Auteur d’une rentrée pleine de dynamisme vendredi face à l’Egypte (3-0), Julien Lyneel savourait avant tout la victoire d’une équipe de France qui a dû vite se reconcentrer après sa cruelle défaite la veille face au Brésil (3-2).
Julien, on imagine que ça fait du bien d’avoir eu du temps de jeu face à l’Egypte ?
Ça fait du bien individuellement de jouer, mais surtout collectivement de gagner. Je ne m’attendais pas forcément à rentrer, parce que je m’étais dit que ça allait le faire si on était sérieux. Mais on s’est fait un petit peu peur dans le deuxième set, on a un peu baissé la tête, il fallait juste amener un peu de folie et d’énergie, c’est ce que j’ai fait, ça s’est bien passé.

C’est dans cette perspective de mettre de la folie que tu rentres ?
Je ne serai pas toujours comme ça, parce que ça me pompe énormément d’énergie, mais en même temps, c’est juste ça qui manquait sur ce match. C’était dans la tête. Mentalement après le match contre le Brésil, on a pris un petit coup, on avait à cœur de gagner, on revient super bien dans le match et on perd au tie-break, on ne peut pas passer comme ça du jour au lendemain à autre chose, ce match était encore un peu dans la tête. Là, il fallait juste amener un peu d’envie, de joie et de sourire pour se remettre dans le bon rythme.

La défaite contre le Brésil a-t-elle été difficile à digérer ?
On a un peu les boules, parce que l’objectif était de gagner tous les matchs. Nous avons besoin de prendre le maximum de points face aux équipes qui vont potentiellement passer le second tour, or on sait très bien que le Brésil va passer le second tour. Heureusement, on a réussi à prendre un point, mais on aurait préféré en prendre plus. On est humains, on a envie de bien faire, on s’est retrouvés battus par le Brésil qu’on avait dominé deux fois cet été, on aurait espéré mieux. Après, il ne faut pas oublier qu’en face, c’était le Brésil champion olympique en titre, ce ne sont pas des manchots, il faut donc quand même être satisfait de ce match, de la réaction que nous avons eue et avancer tranquillement dans la compétition.

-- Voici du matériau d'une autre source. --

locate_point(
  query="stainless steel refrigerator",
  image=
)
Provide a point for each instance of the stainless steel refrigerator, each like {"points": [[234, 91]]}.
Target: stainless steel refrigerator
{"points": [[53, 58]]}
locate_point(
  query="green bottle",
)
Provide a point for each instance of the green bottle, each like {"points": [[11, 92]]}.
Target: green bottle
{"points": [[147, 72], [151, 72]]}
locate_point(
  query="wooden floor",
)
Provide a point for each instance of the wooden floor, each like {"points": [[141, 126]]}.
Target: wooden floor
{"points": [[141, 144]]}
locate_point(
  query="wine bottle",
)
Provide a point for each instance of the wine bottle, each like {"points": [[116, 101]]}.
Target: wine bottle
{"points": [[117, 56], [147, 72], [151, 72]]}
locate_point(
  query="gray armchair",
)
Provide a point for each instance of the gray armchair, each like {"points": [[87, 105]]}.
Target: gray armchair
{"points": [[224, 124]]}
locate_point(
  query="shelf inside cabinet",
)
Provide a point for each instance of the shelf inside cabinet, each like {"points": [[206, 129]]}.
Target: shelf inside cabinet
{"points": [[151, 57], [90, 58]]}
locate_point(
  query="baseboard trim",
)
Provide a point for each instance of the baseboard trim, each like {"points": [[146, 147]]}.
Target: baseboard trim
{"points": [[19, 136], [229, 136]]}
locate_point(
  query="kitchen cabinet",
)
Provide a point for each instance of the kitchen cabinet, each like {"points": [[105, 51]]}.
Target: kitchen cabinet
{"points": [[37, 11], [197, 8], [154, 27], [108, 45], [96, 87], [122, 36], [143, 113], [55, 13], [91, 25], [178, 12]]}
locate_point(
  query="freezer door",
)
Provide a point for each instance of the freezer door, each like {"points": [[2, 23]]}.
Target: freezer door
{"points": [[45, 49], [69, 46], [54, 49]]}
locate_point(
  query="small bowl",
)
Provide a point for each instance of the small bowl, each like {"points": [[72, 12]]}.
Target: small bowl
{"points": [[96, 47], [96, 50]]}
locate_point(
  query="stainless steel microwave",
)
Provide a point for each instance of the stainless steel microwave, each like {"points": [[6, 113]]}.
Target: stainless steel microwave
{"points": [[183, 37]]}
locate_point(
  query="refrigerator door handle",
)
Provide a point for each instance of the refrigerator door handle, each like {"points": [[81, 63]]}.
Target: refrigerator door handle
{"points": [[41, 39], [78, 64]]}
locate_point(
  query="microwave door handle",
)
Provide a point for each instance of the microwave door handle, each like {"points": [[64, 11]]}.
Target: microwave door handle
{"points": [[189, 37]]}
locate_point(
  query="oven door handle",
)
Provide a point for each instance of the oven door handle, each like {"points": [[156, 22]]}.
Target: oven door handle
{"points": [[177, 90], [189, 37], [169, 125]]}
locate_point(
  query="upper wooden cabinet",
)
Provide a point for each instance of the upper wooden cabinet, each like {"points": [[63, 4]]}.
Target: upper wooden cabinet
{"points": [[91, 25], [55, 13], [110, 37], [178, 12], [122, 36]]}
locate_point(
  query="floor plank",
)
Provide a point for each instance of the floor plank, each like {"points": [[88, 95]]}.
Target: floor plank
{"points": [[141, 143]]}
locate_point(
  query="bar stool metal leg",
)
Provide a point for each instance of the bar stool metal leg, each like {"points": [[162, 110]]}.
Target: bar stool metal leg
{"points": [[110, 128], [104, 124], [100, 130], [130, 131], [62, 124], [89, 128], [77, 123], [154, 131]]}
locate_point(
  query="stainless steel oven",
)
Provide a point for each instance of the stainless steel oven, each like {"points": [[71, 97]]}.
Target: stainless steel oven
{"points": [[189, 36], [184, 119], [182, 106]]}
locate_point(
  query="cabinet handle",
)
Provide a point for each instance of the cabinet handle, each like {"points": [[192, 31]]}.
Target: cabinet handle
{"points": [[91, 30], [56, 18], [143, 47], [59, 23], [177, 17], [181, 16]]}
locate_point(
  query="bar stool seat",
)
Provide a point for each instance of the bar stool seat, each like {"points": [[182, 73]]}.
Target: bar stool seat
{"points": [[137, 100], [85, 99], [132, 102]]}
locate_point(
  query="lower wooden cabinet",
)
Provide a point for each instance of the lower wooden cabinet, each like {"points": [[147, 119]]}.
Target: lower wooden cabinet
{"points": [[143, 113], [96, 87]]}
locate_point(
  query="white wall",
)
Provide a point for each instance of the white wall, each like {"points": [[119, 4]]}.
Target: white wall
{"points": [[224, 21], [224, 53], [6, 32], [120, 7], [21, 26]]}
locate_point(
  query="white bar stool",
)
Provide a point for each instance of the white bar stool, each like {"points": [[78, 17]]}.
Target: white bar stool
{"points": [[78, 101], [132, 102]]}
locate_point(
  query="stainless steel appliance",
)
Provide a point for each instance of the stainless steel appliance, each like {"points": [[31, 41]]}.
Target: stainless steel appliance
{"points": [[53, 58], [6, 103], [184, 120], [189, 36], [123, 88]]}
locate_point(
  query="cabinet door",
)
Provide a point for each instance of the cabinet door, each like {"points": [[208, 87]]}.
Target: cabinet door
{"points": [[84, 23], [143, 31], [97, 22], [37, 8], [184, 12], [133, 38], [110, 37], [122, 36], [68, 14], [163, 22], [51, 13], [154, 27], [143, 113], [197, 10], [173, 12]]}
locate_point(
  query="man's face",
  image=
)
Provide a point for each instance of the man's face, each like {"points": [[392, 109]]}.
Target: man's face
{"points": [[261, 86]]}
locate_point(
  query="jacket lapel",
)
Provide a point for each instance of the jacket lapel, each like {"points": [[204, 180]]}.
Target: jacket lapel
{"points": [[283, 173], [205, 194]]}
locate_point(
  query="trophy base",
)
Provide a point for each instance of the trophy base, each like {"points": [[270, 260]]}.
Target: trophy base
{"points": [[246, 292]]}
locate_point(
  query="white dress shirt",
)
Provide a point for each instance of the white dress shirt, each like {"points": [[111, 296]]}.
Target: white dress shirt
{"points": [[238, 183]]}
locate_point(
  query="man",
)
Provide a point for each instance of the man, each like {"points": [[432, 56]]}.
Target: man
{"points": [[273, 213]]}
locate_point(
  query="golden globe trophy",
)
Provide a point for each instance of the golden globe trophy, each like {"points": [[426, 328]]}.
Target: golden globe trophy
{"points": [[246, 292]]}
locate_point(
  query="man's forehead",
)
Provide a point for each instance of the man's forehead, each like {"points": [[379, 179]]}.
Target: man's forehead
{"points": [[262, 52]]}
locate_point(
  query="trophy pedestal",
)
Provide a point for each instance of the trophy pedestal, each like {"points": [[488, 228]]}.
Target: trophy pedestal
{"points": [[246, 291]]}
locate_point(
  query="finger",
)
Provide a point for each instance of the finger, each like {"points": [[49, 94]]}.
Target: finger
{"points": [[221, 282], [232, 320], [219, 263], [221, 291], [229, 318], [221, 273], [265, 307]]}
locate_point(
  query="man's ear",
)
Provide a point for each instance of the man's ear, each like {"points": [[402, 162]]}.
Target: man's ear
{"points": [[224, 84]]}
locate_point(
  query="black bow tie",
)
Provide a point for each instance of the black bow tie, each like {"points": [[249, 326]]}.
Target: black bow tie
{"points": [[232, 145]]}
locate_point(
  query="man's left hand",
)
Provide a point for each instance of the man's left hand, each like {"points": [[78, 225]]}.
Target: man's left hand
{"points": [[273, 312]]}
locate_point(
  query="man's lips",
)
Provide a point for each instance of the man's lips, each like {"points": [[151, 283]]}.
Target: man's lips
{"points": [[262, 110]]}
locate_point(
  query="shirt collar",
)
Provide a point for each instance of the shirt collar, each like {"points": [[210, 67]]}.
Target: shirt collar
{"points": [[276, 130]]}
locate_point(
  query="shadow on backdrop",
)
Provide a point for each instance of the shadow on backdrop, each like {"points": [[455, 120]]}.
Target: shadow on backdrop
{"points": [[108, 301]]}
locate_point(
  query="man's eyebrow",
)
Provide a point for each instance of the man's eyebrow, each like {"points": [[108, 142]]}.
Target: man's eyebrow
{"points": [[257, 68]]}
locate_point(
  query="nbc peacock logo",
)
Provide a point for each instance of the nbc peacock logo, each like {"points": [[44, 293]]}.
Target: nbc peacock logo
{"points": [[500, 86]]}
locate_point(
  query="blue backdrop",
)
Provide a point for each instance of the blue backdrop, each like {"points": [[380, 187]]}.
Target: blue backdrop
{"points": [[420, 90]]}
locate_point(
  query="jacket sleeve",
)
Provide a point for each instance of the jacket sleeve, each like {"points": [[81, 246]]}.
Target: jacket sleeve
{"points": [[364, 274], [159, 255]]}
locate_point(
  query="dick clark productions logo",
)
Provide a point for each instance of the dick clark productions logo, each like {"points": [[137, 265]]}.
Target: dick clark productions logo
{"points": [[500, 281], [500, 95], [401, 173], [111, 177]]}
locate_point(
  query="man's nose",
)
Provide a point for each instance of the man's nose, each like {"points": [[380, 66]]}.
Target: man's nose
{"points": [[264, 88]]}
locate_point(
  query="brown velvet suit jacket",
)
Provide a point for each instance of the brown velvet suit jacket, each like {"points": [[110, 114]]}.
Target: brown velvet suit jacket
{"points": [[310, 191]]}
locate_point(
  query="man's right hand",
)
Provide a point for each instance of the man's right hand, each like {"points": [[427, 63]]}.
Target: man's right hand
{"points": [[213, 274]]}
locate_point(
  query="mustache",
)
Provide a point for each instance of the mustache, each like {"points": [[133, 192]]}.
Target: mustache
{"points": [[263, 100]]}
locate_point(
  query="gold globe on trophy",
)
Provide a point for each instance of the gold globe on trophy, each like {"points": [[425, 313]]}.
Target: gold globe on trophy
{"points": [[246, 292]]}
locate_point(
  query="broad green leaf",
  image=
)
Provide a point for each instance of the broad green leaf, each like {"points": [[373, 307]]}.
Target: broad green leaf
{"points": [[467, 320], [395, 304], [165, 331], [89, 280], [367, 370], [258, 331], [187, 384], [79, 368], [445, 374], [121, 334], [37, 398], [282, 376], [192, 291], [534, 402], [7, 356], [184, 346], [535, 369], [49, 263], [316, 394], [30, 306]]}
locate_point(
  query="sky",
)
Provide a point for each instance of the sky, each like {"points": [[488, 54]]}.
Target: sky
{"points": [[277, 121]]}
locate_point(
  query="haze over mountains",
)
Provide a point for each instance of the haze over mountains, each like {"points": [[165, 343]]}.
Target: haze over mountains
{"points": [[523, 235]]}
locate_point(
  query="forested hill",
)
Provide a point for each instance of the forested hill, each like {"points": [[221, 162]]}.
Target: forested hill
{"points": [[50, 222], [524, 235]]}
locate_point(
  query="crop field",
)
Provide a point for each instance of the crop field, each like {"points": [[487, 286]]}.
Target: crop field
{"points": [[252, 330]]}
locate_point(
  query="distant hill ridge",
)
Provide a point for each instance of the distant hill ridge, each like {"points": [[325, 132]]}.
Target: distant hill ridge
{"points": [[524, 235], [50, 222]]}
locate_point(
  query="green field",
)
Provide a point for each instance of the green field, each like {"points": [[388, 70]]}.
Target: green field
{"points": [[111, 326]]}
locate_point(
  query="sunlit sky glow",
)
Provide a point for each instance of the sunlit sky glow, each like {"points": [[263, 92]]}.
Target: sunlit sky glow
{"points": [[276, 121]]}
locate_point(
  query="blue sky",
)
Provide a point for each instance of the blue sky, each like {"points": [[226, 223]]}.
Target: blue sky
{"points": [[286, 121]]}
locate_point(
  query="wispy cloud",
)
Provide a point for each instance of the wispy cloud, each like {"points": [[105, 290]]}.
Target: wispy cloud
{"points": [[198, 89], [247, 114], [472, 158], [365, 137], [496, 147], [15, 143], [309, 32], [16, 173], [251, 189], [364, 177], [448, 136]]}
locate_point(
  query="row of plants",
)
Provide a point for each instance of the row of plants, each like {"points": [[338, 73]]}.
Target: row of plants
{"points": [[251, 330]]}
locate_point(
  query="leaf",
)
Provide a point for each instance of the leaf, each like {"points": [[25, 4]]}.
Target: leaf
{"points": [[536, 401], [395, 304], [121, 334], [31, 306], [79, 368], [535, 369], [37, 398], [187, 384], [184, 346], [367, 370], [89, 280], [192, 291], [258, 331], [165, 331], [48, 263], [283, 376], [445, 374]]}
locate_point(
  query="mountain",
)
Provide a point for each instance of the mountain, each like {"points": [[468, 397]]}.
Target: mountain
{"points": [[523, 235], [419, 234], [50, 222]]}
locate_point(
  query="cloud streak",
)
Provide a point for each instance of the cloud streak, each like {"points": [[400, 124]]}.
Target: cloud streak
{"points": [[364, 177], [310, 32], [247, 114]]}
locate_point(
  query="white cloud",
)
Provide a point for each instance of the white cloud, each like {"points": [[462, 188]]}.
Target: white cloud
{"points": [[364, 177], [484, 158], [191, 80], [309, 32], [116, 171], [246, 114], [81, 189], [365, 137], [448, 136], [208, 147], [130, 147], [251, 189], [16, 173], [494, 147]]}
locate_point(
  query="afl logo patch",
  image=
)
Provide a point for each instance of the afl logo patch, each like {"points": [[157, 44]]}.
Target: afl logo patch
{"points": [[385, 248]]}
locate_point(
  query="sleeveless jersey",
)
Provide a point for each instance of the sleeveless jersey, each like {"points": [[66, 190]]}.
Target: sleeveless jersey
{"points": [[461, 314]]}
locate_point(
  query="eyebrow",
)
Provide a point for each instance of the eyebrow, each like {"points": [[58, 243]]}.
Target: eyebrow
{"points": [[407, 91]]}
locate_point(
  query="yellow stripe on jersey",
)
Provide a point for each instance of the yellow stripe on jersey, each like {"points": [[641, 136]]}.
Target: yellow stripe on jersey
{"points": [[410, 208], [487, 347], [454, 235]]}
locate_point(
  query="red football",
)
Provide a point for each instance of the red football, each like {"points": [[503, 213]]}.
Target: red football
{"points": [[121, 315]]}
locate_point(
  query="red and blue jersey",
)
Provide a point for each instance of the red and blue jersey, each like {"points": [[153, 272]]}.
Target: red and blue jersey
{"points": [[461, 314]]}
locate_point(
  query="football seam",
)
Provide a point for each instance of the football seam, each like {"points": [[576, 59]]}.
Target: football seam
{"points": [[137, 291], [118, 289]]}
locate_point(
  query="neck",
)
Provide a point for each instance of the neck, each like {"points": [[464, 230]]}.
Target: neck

Les bonnes entrées de certains joueurs contre le Brésil puis face à l’Egypte sont-elles une nouvelle preuve que le groupe est très homogène ?
C’est ce qu’on appelle une équipe. Depuis deux-trois ans, on voit que l’équipe de France peut compter sur tout le monde et je pense que c’est aujourd’hui notre arme. Il faut continuer dans ce sens-là, que tout le monde se sente concerné, c’est le plus important.